"Hello ladies!" she bellowed to her seated buddies, as she struggled to squeeze past their bended knees. "How's everyone tonight?" She landed with a thud in her seat, banging the back of my chair on her way down, laughing merrily as she tumbled.
Her noisy arrival was just the opening salvo of her evening-long battle to overshadow the kids on stage, and to drown out Tchaikovsky's music. While the young dancers were prancing around receiving their gifts from Drosselmeier, the woman loudly caught up with what her pals had been doing lately. Around the time the dancing grandparents did their comically arthritic spin across the stage, Ms. Big Voice decided to go to the bathroom. It was déjà vu all over again: She crashed into all her neighbors on her way back out, squealing as she went.

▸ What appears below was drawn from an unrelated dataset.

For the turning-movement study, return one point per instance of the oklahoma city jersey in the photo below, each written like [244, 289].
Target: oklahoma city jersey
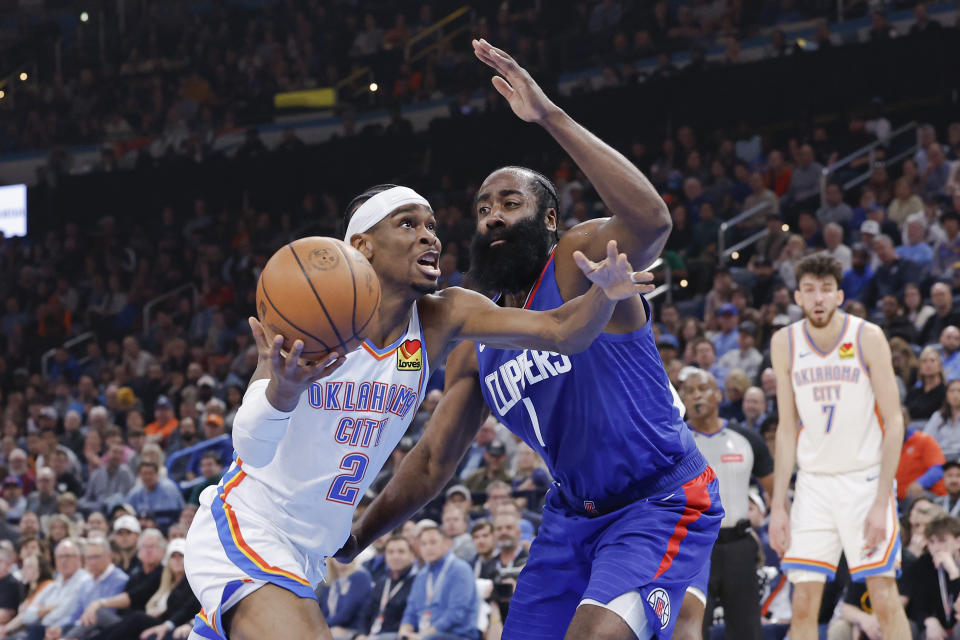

Tucson's performing arts are growing up, but the city's audiences are mysteriously growing more immature. There's a disconnect between audience bad behavior and the town's high-quality arts, in the realms of dance, classical music, opera and theater. Local dance troupes are proliferating, and Ken Foster at UApresents has been indefatigable in bringing high-level ballet, modern and ethnic to town. In 2002 alone he's lassoed most of the big-name modern troupes, from Mark Morris to Alvin Ailey to Bill T. Jones to Ron K. Brown. These star attractions in turn draw ever-bigger crowds. But the trouble with this kind of blockbuster success--and the growing popularity of the arts--is that people like Noisy Woman flock to events they apparently care little about. And they haven't a clue how to behave.
Noisy Woman is hardly alone. One of my all-time best bad-behavior stories dates from the Yo Yo Ma concert of several years ago. I had seats just feet away from the great cellist, who sat alone on the Centennial Hall stage playing Bach's cello suites. The music was incomparable, but my bored neighbor (whose ticket, like mine, had cost $60) spent the concert poring through her program, crackling each page as she went. More recently, at the Bill T. Jones solo show, the young teen in front of me repeatedly twirled a long lock of her hair in my face, obscuring my view of one of the leading lights of modern dance.
The stories go on and on. A pair of drunken teen-agers stinking of whiskey lurched into the row behind me at the Yin Mei Dance show at Pima West Center for the Arts. They spent the whole of this austere, quiet show laughing raucously and kicking the backs of the chairs in front of them. A duo of moms at the Tucson Regional Ballet's charming Southwest Nutcracker kept up a running commentary on each and every young dancer in the show. An elderly lady at a Tucson Symphony Orchestra concert absent-mindedly crinkled the pink paper bag that contained a CD she'd bought at intermission.
And at Arizona Theatre Company's production of The Fantasticks, the couple next to me talked animatedly long after the orchestra launched into the first tune. Before too long, the woman fell asleep, her slumbers punctuated only by her loud snoring. (Admittedly, the show was a little dull, but still.) She woke up near the end of Act One and, rejuvenated by her nap, started rubbing her date's foot provocatively in her lap. Mercifully, her ministrations seemed to work. Eager to finish the erotic labors they had begun in the theater, the couple did not return after intermission.
What to do? What to do? I can't begin to understand why people spend big bucks on shows they have no interest in watching or hearing. It's not much fun to act the cranky arts cop, but more often than not I end up delivering a sharp "shhh" to these ninnies, holding a finger to my mouth. Most offenders quiet down in embarrassment, but some get indignant. When I asked the Bill T. Jones hair-twirler to stop, her outraged mother turned and gave me a glacial glare, which she repeated at regular intervals for the rest of the concert. Noisy Woman was a tough case. I turned to shush her, but she was so involved in an animated conversation with her friend she didn't even notice my angry gestures. I had to tap her knee, and spell it out for her.
"Will you please be quiet?" I hissed. She was astounded at my effrontery. "Excuse me?" she demanded incredulously.
Concert halls could help. They shouldn't seat late-comers. Let them alight in a rear row until an appropriate interval in the action. TSO should lose the noisy trinket bags. And when presenters make announcements before the show, cautioning people to turn their cell phones off, they should ask them to shut their mouths as well.
At a recent holiday concert at University/Rincon High School, the estimable bandleader Lewis Dexter took a moment to scold the parents preemptively before the music even began. (Teachers can do this.) This is not television, he said sternly, this is live music. These kids have been working hard. So be quiet and pay attention.
I thought I'd died and gone to arts heaven. Finally! Reinforcements! But did it work? No, indeedy. The dad in front of me decided to catch up on his paperwork during the concert, paying his bills while the kids played music. Then right at the finale of a selection from The Nutcracker (what is it about Nutcrackers?), this dad decided to tear his discarded papers in half. One by one by one. Rip by rip by rip. Noisy Woman would have felt right at home.